The War and Treaty

Lover’s Game review | The War and Treaty’s exquisite blend of country, gospel and RnB

★★★★★
Husband and wife duo Tanya Trotter and Michael Trotter Jr – aka The War and Treaty – offer something of the divine on their major-label debut, Lover’s Game.

★★★★★


There’s a line on the song Blank Page from The War and Treaty’s stunning fourth album, Lover’s Game, that tells you almost everything you need to know about them. “I let my blood be my ink, I got a song for you only I can bleed”, married couple Tanya Trotter and Michael Trotter Jr sing.

It’s the perfect distillation of the belt and bond of their music, because bleed they do on this album. Their combined mammoth vocal power, which sits at the very top of the ranks of modern country music, matched only by peers like Chris Stapleton, is poured into every note.

In an age of albums that are pushing, sometimes exceeding, 30 songs, The War and Treaty only need ten to demonstrate their prowess as one of the finest duos making music in Nashville today, with their blend of country, gospel, folk, soul and R&B.

Lover's Game War & Treaty review

This album – their first on a major label – was created in the shadowy legacy of the pandemic, when the duo found that the career momentum they’d been building since they formed in 2014 suddenly ground to a halt.

Far be it from anyone to romanticise the lockdowns but there is a strangely comforting intimacy to this album that evokes the feeling of being holed-up in a house somewhere, with no outside world to intrude or escape to; the difference being that this is a house you actually want to spend time in.

In fact, it’s so encapsulating that you almost falter at the odd cultural reference thrown into songs, like watching episodes of Golden Girls on the mysterious and soulful ‘The Best That I Have’ or being rocked like a wagon wheel on the mournful ‘Dumb Luck’.

They open in unison on the rollicking title track, because as in love as they might be, romance can still have a few tricks up its sleeve. “Well you got me right where you wanted me to be, stuck in the middle of a hard place in Tennessee / Going round town tryna find out who knows your name”, they sing. It’s here that Tanya’s vocals really soar, alongside frenetic electric guitar and drums, both of which largely sit back for the rest of the album, produced by Dave Cobb in a characteristically retro style.

Lover's Game War & Treaty review

Photo: Michael Loccisano

‘Angel’, on which they sing “I’ve been reading you like a bible, memorising every verse” is perhaps the most traditional country-sounding song, its steel guitar as smooth and soothing as Michael’s voice – vocals that can effortlessly straddle multiple genres. On album closer ‘Have You A Heart’, Michael’s opening lines, preceded by a brush of brusque piano, are sung like the finest of country baritones.

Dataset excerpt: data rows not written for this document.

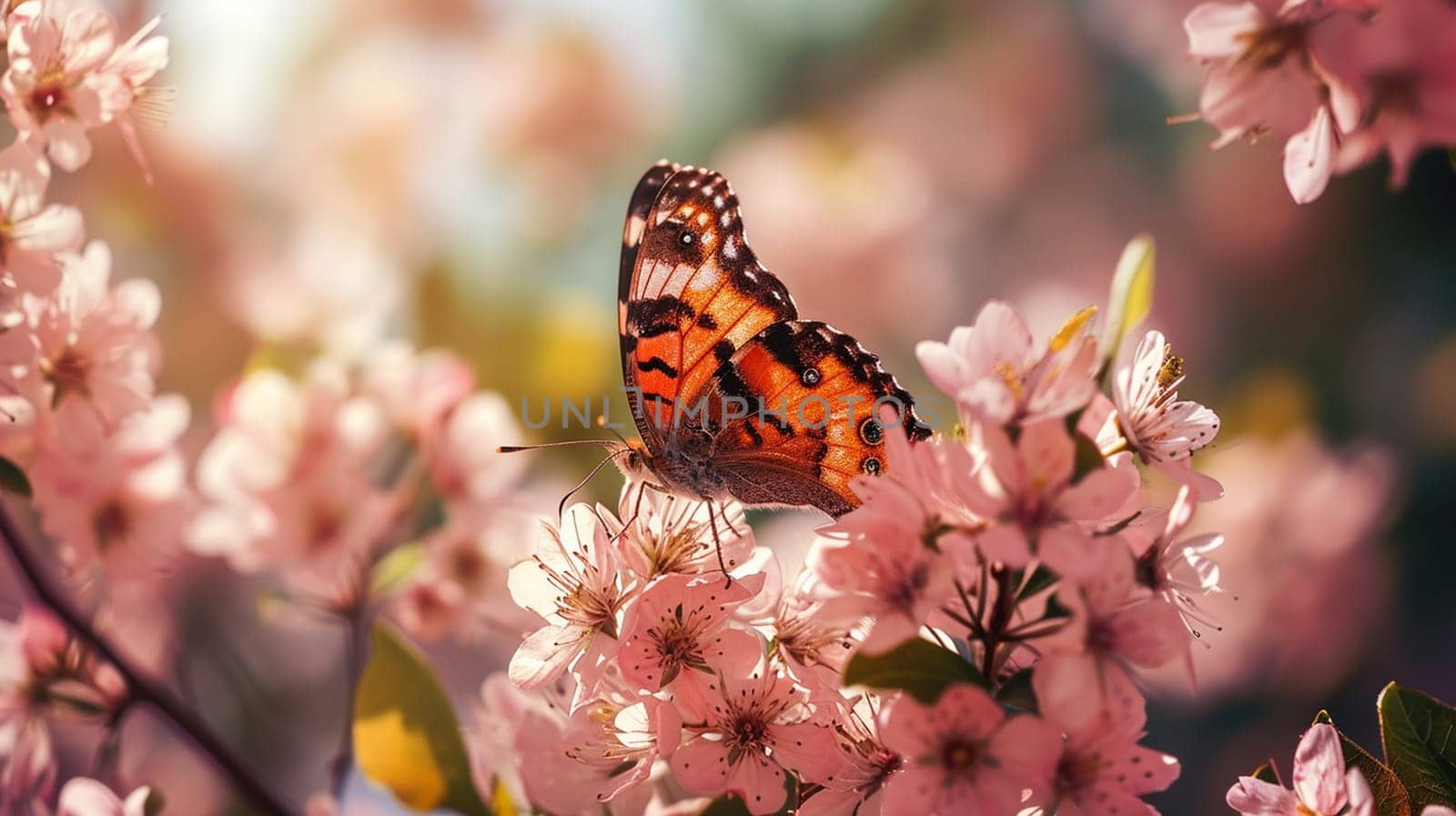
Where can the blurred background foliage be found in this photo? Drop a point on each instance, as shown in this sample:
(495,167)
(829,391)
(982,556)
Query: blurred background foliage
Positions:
(456,170)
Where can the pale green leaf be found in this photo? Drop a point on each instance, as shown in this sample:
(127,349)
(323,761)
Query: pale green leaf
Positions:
(1132,297)
(407,738)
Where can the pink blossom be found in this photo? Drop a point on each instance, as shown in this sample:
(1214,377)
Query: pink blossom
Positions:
(1114,630)
(1263,79)
(1392,82)
(463,460)
(885,573)
(1259,79)
(26,765)
(1164,429)
(572,764)
(1321,784)
(858,787)
(895,559)
(31,232)
(813,639)
(575,583)
(1103,771)
(754,729)
(286,476)
(996,374)
(69,76)
(1177,569)
(1303,546)
(120,499)
(963,755)
(1309,157)
(95,344)
(43,668)
(1026,490)
(679,636)
(460,588)
(89,798)
(664,534)
(417,390)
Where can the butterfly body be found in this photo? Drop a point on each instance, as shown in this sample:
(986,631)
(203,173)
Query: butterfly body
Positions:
(735,398)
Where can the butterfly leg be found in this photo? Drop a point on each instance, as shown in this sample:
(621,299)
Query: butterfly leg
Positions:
(723,511)
(637,508)
(718,543)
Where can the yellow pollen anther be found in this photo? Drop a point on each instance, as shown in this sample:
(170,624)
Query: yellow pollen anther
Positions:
(1011,377)
(1070,329)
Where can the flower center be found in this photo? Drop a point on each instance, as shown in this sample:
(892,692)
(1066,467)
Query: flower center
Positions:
(111,522)
(1011,377)
(69,371)
(1269,46)
(468,566)
(48,96)
(1395,92)
(677,646)
(589,609)
(747,730)
(905,592)
(1077,772)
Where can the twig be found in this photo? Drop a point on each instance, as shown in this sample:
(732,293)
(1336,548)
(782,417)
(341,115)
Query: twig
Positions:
(138,682)
(356,655)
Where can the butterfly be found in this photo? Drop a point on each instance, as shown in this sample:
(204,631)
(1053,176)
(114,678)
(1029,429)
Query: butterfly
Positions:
(734,396)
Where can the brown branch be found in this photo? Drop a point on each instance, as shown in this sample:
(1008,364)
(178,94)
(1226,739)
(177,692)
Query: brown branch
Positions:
(142,687)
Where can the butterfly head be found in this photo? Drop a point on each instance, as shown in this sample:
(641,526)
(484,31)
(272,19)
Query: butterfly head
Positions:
(635,461)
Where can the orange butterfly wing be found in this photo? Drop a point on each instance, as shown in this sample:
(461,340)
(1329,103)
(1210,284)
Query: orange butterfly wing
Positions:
(812,427)
(691,293)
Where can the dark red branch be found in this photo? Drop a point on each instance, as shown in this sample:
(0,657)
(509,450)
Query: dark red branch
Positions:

The religious thread that runs through every song is worn unabashedly. No fleeting references to a saviour shoehorned in here; in singing lines like, “Your love is my religion, I’m a faithful member of your church” in the way they do, the album itself is an act of praise. On ‘Yesterday’s Burn’, they soothe, “Tell me what’s wrong, who hurt you baby, lay in my arms, I’ll serenade you”. It only takes one listen to know that those are arms where you’ll find yourself returning to again and again.